Kerry Waller, a student from the Guildhall School of Music and Drama, narrowed it down to just one: the first four movements of Kapustin’s “Eight Concert Etudes,” Op. 40.
“He loved to blur the line between classical and jazz,” Waller said. “Now, I do too.”
Waller, along with five other students from the Chautauqua School of Music Piano Program, will perform in their third recital of the season at 4 p.m. EDT on Friday, July 31, on the CHQ Assembly Virtual Porch. Joining him are pianists Charles Berofsky, Samuel Betanzos, Rixiang Huang, Hanxiao Lai and Heemin Park.
“Etude” is French for “study,” and in classical music, Waller said piano etudes are “usually designed” as short, considerably more difficult practice material for perfecting a particular skill.
According to Waller, Kapustin’s etudes threw guidelines “out the window.”
“Kapustin wasn’t one to stick to the status quo,” he said. “His etudes have a lot of variety to them, so there is not one area of focus to note throughout. They certainly check off the difficult category.”
Though a variety in terms of technique, Waller said all of the etudes are “exciting in tone.” The first movement is a relaxed “sort of prologue, where the music unfolds in a friendly manner in front of you.”
The second movement, Waller said, is an “illusion of dreaminess.”
“The second etude has a lot of alternating, tricky notes on the right hand, which then passes the melody to the left hand,” Waller said. “But it’s also like a sandwich — both ends have that dreamy sense, while the middle is more vibrant.”
The third is a toccata, a piece typically featuring fast-moving, lightly fingered or otherwise virtuosic passages or sections, intended to emphasize the dexterity of the performer’s fingers. Waller said the third etude is a piece “with a driving repeated note in which the motion never stops.”
“There is a constant motion of sixteenth notes over and over and over again,” he said. “It’s like a machine that never stops going. It’s definitely a sound that is completely in your face and a bit darker than the rest.”
The last movement revisits the dreamy sound of the second etude.

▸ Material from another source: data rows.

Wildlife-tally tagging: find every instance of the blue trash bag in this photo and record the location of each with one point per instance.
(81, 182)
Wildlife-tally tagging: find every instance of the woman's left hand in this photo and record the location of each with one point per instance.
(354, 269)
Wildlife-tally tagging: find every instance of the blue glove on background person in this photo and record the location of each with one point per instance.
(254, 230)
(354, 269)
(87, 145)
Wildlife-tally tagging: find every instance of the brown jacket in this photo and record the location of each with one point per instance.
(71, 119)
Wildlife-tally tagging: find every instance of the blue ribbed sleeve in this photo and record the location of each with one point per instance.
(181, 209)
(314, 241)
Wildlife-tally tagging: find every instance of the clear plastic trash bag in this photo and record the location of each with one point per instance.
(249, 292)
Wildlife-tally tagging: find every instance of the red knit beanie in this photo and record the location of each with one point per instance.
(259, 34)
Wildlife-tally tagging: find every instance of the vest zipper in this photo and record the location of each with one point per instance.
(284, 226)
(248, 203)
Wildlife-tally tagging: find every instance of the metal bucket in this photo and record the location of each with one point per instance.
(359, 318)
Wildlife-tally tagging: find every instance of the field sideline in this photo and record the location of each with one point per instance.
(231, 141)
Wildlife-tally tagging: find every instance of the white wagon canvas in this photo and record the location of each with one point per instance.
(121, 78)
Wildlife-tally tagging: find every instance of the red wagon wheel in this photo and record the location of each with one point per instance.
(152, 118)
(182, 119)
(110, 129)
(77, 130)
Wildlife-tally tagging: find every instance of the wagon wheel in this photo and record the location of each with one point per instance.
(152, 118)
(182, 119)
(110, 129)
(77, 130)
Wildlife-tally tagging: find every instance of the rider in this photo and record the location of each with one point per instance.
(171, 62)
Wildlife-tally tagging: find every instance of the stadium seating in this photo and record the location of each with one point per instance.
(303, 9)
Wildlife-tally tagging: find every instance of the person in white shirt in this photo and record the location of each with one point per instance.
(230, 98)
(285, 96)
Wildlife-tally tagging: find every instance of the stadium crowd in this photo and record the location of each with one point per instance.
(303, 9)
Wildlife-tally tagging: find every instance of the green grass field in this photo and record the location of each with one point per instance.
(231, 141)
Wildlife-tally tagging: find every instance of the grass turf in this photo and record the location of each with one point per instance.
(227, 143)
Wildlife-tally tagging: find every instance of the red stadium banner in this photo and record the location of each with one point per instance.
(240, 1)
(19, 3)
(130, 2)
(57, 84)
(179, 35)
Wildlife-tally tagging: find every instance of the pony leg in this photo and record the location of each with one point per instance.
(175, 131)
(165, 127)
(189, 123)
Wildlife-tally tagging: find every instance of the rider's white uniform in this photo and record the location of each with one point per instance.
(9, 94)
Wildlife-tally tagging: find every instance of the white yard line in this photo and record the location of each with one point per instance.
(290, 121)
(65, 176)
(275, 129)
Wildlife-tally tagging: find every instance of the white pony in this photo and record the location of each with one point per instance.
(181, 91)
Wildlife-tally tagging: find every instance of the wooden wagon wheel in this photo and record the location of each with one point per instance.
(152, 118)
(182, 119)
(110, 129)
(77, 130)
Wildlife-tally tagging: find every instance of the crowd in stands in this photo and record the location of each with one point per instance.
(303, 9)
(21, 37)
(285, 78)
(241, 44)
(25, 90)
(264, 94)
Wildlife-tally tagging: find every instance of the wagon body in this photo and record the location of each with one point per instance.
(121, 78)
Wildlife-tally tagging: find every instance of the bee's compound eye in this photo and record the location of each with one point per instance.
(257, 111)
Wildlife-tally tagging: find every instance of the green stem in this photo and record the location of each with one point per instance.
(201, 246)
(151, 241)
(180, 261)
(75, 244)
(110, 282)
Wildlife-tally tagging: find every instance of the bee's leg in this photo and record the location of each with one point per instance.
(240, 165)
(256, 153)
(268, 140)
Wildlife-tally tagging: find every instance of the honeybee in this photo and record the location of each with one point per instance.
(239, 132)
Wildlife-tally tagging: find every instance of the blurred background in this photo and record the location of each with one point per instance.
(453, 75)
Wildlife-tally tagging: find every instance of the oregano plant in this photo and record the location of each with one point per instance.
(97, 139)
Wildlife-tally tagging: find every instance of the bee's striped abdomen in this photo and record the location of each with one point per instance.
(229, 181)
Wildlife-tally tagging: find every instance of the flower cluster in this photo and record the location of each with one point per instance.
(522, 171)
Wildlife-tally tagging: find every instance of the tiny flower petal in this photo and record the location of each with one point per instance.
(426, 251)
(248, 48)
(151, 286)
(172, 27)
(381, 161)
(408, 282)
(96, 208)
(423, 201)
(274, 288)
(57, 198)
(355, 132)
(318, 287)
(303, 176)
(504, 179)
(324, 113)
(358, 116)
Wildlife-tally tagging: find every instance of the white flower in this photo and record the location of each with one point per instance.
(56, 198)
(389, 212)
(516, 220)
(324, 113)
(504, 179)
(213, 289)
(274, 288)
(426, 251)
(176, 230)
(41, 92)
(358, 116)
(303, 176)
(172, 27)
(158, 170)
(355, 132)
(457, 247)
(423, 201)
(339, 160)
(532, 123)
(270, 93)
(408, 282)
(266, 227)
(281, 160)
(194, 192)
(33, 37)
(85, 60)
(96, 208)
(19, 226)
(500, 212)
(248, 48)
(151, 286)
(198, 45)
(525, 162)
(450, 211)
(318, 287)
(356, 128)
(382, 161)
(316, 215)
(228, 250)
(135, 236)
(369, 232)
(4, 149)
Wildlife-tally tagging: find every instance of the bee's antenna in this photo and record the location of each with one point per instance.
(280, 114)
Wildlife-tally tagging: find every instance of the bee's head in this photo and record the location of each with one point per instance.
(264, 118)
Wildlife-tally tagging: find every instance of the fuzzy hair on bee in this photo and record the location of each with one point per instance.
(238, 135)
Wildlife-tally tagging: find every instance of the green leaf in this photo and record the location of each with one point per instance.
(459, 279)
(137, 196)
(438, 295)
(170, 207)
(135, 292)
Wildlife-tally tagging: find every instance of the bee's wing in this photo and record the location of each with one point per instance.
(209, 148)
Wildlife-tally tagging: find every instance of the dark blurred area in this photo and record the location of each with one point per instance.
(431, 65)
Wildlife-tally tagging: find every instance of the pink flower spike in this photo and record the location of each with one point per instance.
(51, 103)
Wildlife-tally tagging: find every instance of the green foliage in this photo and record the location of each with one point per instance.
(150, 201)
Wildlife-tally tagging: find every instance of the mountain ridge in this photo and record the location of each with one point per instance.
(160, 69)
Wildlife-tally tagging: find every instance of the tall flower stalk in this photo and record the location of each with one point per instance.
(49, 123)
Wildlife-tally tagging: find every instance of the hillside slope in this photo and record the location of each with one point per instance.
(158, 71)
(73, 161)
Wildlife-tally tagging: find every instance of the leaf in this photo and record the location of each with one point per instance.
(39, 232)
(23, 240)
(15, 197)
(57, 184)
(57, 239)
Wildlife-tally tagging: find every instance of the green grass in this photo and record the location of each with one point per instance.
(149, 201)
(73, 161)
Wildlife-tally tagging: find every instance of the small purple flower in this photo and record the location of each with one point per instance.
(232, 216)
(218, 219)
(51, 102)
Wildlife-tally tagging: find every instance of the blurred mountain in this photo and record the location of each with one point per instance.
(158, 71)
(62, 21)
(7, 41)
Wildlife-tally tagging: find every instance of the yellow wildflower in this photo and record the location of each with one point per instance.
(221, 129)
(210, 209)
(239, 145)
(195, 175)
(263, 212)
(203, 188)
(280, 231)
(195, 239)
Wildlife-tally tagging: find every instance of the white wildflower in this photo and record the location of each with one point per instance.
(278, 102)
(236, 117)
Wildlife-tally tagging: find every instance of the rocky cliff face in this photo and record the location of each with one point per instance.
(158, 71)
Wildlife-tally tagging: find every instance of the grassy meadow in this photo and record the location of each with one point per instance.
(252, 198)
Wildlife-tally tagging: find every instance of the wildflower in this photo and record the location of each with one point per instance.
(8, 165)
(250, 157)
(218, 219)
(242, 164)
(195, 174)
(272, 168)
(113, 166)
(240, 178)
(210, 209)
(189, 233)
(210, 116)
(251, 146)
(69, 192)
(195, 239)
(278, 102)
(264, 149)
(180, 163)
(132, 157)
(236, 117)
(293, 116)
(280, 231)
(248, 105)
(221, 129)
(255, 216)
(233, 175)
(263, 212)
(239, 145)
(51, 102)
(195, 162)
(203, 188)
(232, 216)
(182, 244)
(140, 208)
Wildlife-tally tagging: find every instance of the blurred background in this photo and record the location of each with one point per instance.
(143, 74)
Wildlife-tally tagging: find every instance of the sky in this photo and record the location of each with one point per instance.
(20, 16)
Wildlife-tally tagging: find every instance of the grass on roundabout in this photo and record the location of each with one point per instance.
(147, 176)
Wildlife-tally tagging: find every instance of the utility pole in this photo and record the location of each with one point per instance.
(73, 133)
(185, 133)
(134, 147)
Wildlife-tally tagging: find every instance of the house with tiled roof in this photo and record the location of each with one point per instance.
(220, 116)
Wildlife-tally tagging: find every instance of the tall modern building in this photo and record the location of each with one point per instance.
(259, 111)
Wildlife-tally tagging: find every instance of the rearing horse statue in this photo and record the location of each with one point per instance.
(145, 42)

“It’s not a strong ending by any means; it fades off into nothing,” Waller said.
Rixiang Huang, a graduate teaching assistant at the University of Southern California’s Thornton School of Music, will honor German composer Felix Mendelssohn. Huang said Mendelssohn is an “all-time favorite,” one he has listened to since he was 3 years old.
“I have so much love for him as a composer because I feel so connected to Mendelssohn’s music,” Huang said. “I present his work whenever I can.”
Huang will perform all three movements of Mendelssohn’s “Fantasy,” Op. 28 in F sharp minor. The three movements — ranging from “slow, moderate, and very fast” — are inspired by the 19th-century composers he worked alongside, among them Beethoven, Schubert, Schumann, Brahms and Bruch.
“You can hear a lot of distinct hints of Beethoven’s ‘Sonata quasi una fantasia’ because he, like Mendelssohn, also challenged the boundary of what is considered a sonata and what is considered a fantasy,” he said. “You can hear a lot of Bach in his works, too. He wasn’t afraid to learn from those around him.”
In 1829, Mendelssohn visited Scotland, where he found the inspiration for his “Scottish Symphony” at the Holyrood Chapel in Edinburgh. Mendelssohn’s “Fantasy” was published shortly after in 1834 and includes characteristics of Scottish folk music in the harp-like preluding of the opening and widely spaced chords, according to Huang.
Like Kapustin’s jazz elements, Huang said Mendelssohn’s Scottish twist on classical composition requires an “open mind” from the listener.
“This piece is one of the more major pieces by Mendelssohn and the technique shows it loud and clear,” Huang said. “The audience has to open up their imagination for this one, but I promise, it’s worth it.”